Perhaps it was nostalgia for the treadmill after taking a two year break, but while training for Austin I really enjoyed being back on the treadmill—far more than I expected to and perhaps more than any runner probably should.  I missed the creature comforts of having a towel handy and bathrooms within reach at any time.  I also liked catching the news and sports reports in closed caption.  I found myself enjoying my runs so much more than when I was running outside.

Also for Austin I took an aggressive stance on my training for several reasons.  First, I believed that a faster runner lived inside of me, but that I had become too comfortable with my paces and training plans and that he was never going to come out unless I pushed him forward.  Second, I was tired of seeing tiny improvements in my race times although I swore that I was increasing the work in my training.  Third, I really, really wanted to get to another running milestone—in this case, a 1:40 Half-Marathon.

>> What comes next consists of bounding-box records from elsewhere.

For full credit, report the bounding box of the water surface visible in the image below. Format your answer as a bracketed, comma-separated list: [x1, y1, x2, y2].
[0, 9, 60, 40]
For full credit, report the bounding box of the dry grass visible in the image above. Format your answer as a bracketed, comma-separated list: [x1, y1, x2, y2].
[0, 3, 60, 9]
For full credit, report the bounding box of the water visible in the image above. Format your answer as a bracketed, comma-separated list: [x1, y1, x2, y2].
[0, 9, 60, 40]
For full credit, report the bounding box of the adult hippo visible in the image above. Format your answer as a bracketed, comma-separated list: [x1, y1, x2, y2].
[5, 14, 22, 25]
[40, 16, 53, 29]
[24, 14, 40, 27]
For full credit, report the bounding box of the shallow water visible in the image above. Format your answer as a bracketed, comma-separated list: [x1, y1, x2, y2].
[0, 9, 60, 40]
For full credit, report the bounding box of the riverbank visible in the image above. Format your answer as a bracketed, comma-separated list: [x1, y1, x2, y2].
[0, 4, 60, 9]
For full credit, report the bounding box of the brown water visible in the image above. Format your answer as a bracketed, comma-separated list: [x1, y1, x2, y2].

Instead of tweaking around with past plans and Frankenstein-ing my own training plan, I went back to the Ultimate Half-Marathon training plan and followed the advanced plan to a T.  I didn’t switch around days like I normally do, I didn’t add workouts I liked or take out ones that I didn’t—I just stuck to the plan.  And from the get go I based everything off a 7:40 race pace, which would translate into a 1:40 finish.  This part was the most freighting when I was putting the plan together (and harkens back to how comfortable I had become): my current HM race pace range was in the 8:12-8:20 range and I was planning on pushing that down by over 30 seconds.  However, I forced myself to go through with it—despite those mornings when I had a hard time maintaining that pace for even three miles. 

Actually, what forced me to keep up the pace during training what an short, unexpected conversation while Wifey and I were in Florida for thanksgiving.  The weekend before Thanksgiving my aunt had a “for the hell of it” party with friends and family.  One of my aunt’s friends whom I hadn’t seen in years but she has known me most of my life was there.  She’s one of my friends on Facebook so she knew I was a runner and asked what race I had coming up next.  I told her about Austin and my 1:40 goal and how I was scared of trying to get that time.  She simply responded “you just have to push yourself.”  There was something about the simple truth of those words—and the realization that I had forgotten to push myself during training.  And most days when I was looking at a particularly hard run at 6am after trudging through the snow I remembered these words and the sudden wave of energy that possessed me carried me through that run.

The race report will come shortly, but I will say that all the training paid off.